To sumarize my argument against the use of C functions in an assembly "standalone" code, here's how C does its magic:
The main() function isn't the "main function". There is a lot of preparation before main() is called. There is no "dynamic allocable" space in an standalone assembly program, the structure and how it works must be done before main() starts. The same thing happens when you try to use functions as printf() or scanf(): C is locale aware and default locale information must be loaded before main(). Notice that printf() and scanf() uses, implicitly, the streams sdtout and stdin, respectively, and I'm not talking about the file descriptors 0 and 1, but pointers to FILE opaque structure. They must be initialized before main(). I think you got the idea: A lot of initialization is made before main() is called and a lot of finalization code runs after main() returns.
Take that and some more "excentric" things C functions must be aware of: signals, for instance and you'll begin to understand how slow are some "useful" C functions.
Am I saying that printf() is statically linked to your code? NO! Nowadays the standard C library is dynamically linked, even if early bound... BUT, all the state kept by the library is allocated in YOUR process address space, and all the library initialization and finalization is done there as well.
This means YOUR code is always called by the "C Runtime Library", usually a simple object file (like crt0.o in UNIX systems) or some code inside imported static libraries like msvcrt.lib.
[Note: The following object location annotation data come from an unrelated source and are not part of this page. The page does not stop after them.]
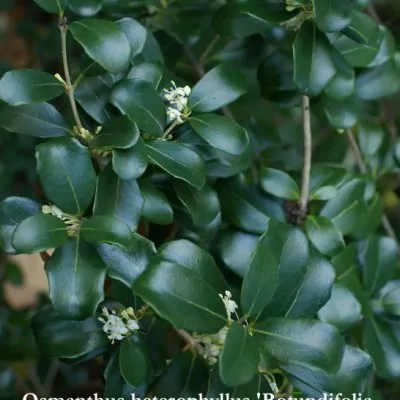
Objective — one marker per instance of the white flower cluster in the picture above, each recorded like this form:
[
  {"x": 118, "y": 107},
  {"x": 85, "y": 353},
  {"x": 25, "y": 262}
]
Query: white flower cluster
[
  {"x": 177, "y": 97},
  {"x": 212, "y": 344},
  {"x": 71, "y": 221},
  {"x": 117, "y": 327}
]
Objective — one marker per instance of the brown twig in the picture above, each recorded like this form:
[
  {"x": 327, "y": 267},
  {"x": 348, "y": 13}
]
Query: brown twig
[
  {"x": 305, "y": 181},
  {"x": 70, "y": 88}
]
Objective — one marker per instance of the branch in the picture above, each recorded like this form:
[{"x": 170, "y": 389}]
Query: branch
[
  {"x": 305, "y": 181},
  {"x": 70, "y": 88},
  {"x": 363, "y": 168}
]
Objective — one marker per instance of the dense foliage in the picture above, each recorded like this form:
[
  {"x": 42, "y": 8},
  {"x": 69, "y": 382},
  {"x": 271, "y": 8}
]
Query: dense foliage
[{"x": 213, "y": 182}]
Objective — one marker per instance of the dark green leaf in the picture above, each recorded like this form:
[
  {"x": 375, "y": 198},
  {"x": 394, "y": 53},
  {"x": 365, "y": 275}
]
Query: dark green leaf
[
  {"x": 40, "y": 120},
  {"x": 279, "y": 184},
  {"x": 70, "y": 186},
  {"x": 119, "y": 198},
  {"x": 221, "y": 132},
  {"x": 85, "y": 8},
  {"x": 61, "y": 337},
  {"x": 131, "y": 163},
  {"x": 119, "y": 133},
  {"x": 93, "y": 93},
  {"x": 342, "y": 310},
  {"x": 133, "y": 361},
  {"x": 178, "y": 160},
  {"x": 325, "y": 237},
  {"x": 381, "y": 342},
  {"x": 261, "y": 279},
  {"x": 193, "y": 257},
  {"x": 307, "y": 343},
  {"x": 390, "y": 302},
  {"x": 105, "y": 229},
  {"x": 126, "y": 264},
  {"x": 156, "y": 207},
  {"x": 239, "y": 358},
  {"x": 26, "y": 86},
  {"x": 217, "y": 389},
  {"x": 76, "y": 276},
  {"x": 353, "y": 376},
  {"x": 344, "y": 209},
  {"x": 235, "y": 249},
  {"x": 313, "y": 62},
  {"x": 314, "y": 291},
  {"x": 378, "y": 82},
  {"x": 186, "y": 376},
  {"x": 183, "y": 295},
  {"x": 291, "y": 249},
  {"x": 238, "y": 207},
  {"x": 218, "y": 87},
  {"x": 104, "y": 42},
  {"x": 149, "y": 72},
  {"x": 13, "y": 211},
  {"x": 39, "y": 233},
  {"x": 52, "y": 6},
  {"x": 377, "y": 256},
  {"x": 203, "y": 205},
  {"x": 331, "y": 15},
  {"x": 139, "y": 100},
  {"x": 136, "y": 34}
]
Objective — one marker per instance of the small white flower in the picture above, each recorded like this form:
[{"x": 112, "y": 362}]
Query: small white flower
[
  {"x": 114, "y": 325},
  {"x": 230, "y": 305}
]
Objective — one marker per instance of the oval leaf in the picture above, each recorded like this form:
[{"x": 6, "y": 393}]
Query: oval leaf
[
  {"x": 70, "y": 186},
  {"x": 104, "y": 42},
  {"x": 39, "y": 233},
  {"x": 25, "y": 86}
]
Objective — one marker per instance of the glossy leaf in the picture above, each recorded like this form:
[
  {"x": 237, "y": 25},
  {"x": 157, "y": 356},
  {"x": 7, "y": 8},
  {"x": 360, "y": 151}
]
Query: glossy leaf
[
  {"x": 130, "y": 163},
  {"x": 261, "y": 279},
  {"x": 52, "y": 6},
  {"x": 66, "y": 338},
  {"x": 136, "y": 34},
  {"x": 119, "y": 133},
  {"x": 377, "y": 257},
  {"x": 353, "y": 376},
  {"x": 139, "y": 100},
  {"x": 70, "y": 186},
  {"x": 156, "y": 207},
  {"x": 325, "y": 237},
  {"x": 13, "y": 211},
  {"x": 25, "y": 86},
  {"x": 202, "y": 205},
  {"x": 218, "y": 87},
  {"x": 76, "y": 276},
  {"x": 220, "y": 132},
  {"x": 100, "y": 39},
  {"x": 279, "y": 184},
  {"x": 308, "y": 343},
  {"x": 126, "y": 264},
  {"x": 180, "y": 295},
  {"x": 342, "y": 310},
  {"x": 343, "y": 210},
  {"x": 133, "y": 361},
  {"x": 39, "y": 233},
  {"x": 313, "y": 63},
  {"x": 40, "y": 120},
  {"x": 178, "y": 160},
  {"x": 118, "y": 198},
  {"x": 331, "y": 15},
  {"x": 105, "y": 229},
  {"x": 237, "y": 368}
]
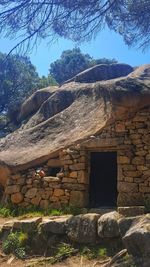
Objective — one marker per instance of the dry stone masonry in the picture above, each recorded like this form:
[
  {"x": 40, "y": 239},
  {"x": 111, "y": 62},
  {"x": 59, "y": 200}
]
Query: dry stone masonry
[{"x": 70, "y": 184}]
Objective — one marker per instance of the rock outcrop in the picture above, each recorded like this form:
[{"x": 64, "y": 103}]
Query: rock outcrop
[{"x": 59, "y": 117}]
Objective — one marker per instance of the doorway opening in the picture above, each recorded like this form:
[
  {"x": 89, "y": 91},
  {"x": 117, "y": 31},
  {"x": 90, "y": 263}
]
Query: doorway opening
[{"x": 103, "y": 179}]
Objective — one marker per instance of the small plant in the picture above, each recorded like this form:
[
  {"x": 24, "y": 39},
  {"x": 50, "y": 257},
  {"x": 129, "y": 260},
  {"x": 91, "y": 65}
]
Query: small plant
[
  {"x": 92, "y": 252},
  {"x": 13, "y": 244},
  {"x": 32, "y": 211},
  {"x": 147, "y": 204},
  {"x": 23, "y": 238},
  {"x": 63, "y": 251}
]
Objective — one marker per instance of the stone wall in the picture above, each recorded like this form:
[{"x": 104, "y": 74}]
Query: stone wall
[
  {"x": 130, "y": 138},
  {"x": 68, "y": 187}
]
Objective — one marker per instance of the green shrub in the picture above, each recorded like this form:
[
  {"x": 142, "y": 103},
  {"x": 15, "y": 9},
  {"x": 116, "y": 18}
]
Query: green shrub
[
  {"x": 147, "y": 204},
  {"x": 13, "y": 245},
  {"x": 32, "y": 211}
]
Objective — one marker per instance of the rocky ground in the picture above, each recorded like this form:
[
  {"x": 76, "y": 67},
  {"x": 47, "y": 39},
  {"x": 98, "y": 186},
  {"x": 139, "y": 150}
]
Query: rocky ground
[{"x": 108, "y": 240}]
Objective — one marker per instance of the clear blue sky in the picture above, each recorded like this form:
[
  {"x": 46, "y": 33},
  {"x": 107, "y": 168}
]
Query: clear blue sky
[{"x": 107, "y": 44}]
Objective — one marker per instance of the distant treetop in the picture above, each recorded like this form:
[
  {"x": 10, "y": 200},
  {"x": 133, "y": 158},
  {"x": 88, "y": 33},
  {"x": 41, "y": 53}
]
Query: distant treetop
[{"x": 78, "y": 20}]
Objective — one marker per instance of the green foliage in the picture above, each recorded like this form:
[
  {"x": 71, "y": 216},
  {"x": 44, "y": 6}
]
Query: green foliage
[
  {"x": 46, "y": 81},
  {"x": 75, "y": 20},
  {"x": 147, "y": 204},
  {"x": 13, "y": 245},
  {"x": 32, "y": 211},
  {"x": 18, "y": 79},
  {"x": 103, "y": 61},
  {"x": 92, "y": 252},
  {"x": 63, "y": 251},
  {"x": 72, "y": 62}
]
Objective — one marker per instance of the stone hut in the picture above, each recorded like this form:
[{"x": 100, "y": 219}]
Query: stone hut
[{"x": 84, "y": 144}]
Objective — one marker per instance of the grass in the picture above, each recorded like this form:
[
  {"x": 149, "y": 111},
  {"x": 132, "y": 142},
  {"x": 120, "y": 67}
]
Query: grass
[
  {"x": 13, "y": 244},
  {"x": 147, "y": 204},
  {"x": 34, "y": 211}
]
There's no way an assembly code using a C library function could not use these initialization/finalization hidden codes... and, to use them, you must obey the operating system, and C libraries, ABI (Application Binary Interface). This means, for example, obeying stack pointer aligment before calling a function, pushing arguments in backward order (i386, for example), restoring the stack pointer after the function call (cdecl calling convention), etc... But also, to preserve EBX, ESI, EDI and EBP (i386 ABIs for Windows and Unixes) inside your functions (the caller assumes these registers aren't changed)... More: EAX (and, maybe EDX) is always used to return integer values from functions (including pointers), but EAX, EDX and ECX are completly free to be changed (you cannot rely on they previous values before calling a function, except if they are result values).
Take printf() as an example: The function's prototype is:
int printf( const char *fmt, ... );
It means EAX is always changed by the routine, and, probably, ECX and EDX too. Since EBX, ESI, EDI and EBP are always preserved, you can rely on them, but bot EAX, ECX and EDX...
The entire point to do an assembly "pure" program is to do things run FASTER. The second point, less important, is to create SMALL routines. IMHO, if you use C functions because it is an easy thing to do, you are missing the point of what assembly programming is. A function like printf() is generic enough to be real slow... To print a simple 5 characters string takes, more or less, 200000 (200 thousands) cycles of clock. Compare this to a simple use of a system call on Linux, which is 20 times faster (still slow, but faster than printf).
BTW, C compilers tend to create better code than you do by hand. Take a simple function as an example:
_Bool is_divisible_by_4( int x ) { return ( x % 4 ) == 0; }
A less experienced programmer can thing about converting this to:
_is_divisible_by_4:
push ebp
mov ebp,esp
mov eax,[ebp+8]
xor edx,edx
mov ecx,4
idiv ecx
mov eax,0
test edx,edx
setz al
pop ebp
ret
There are several things wrong with this:
1) Prolog/Epilog aren't necessary since the 80386;
2) IDIV is SLOW... On old processors (before Nehalem microarchiteture, at least) the instruction takes 100~200 clock cycles. On processors up to Tiger Lake microarchitecture it takes 30~40 cycles; And on modern processors, more or less, 17 cycles.
3) Division isn't necessary to get the remainder here...
Here's an "pure" assembly way of thinking in action:
; Input: EAX = signed int
; Output EAX=1 (divisible) or 0 (not divisible)
; OBS: Any integer divisible by 4 has the first 2 bits zeroed!
_is_divisible_by_4:
and eax,3 ; keep only bits 0 and 1 and affect ZF.
setz al ; set AL to 1 if ZF=1, 0 if ZF=0.
ret
If you insist on using cdecl for i386 just add a mov eax,[esp+4] before the and instruction.
My argument is: There's no advantage using standard library C functions in your assembly code. The entire "runtime" must run for them to work properly. This is completely different from create a C function that don't use standard C library functions and calling them from an assembly routine. But this is usually interesting done with code compiled as freestanding, not hosted.
So, what you can do if converting an integer to a string (or a floating point) is what you need? Do your conversion routines... They are easy to do (specially integers) and uses way less space then the standard, generic, routines - You just have to think as an assembly programmer, not C.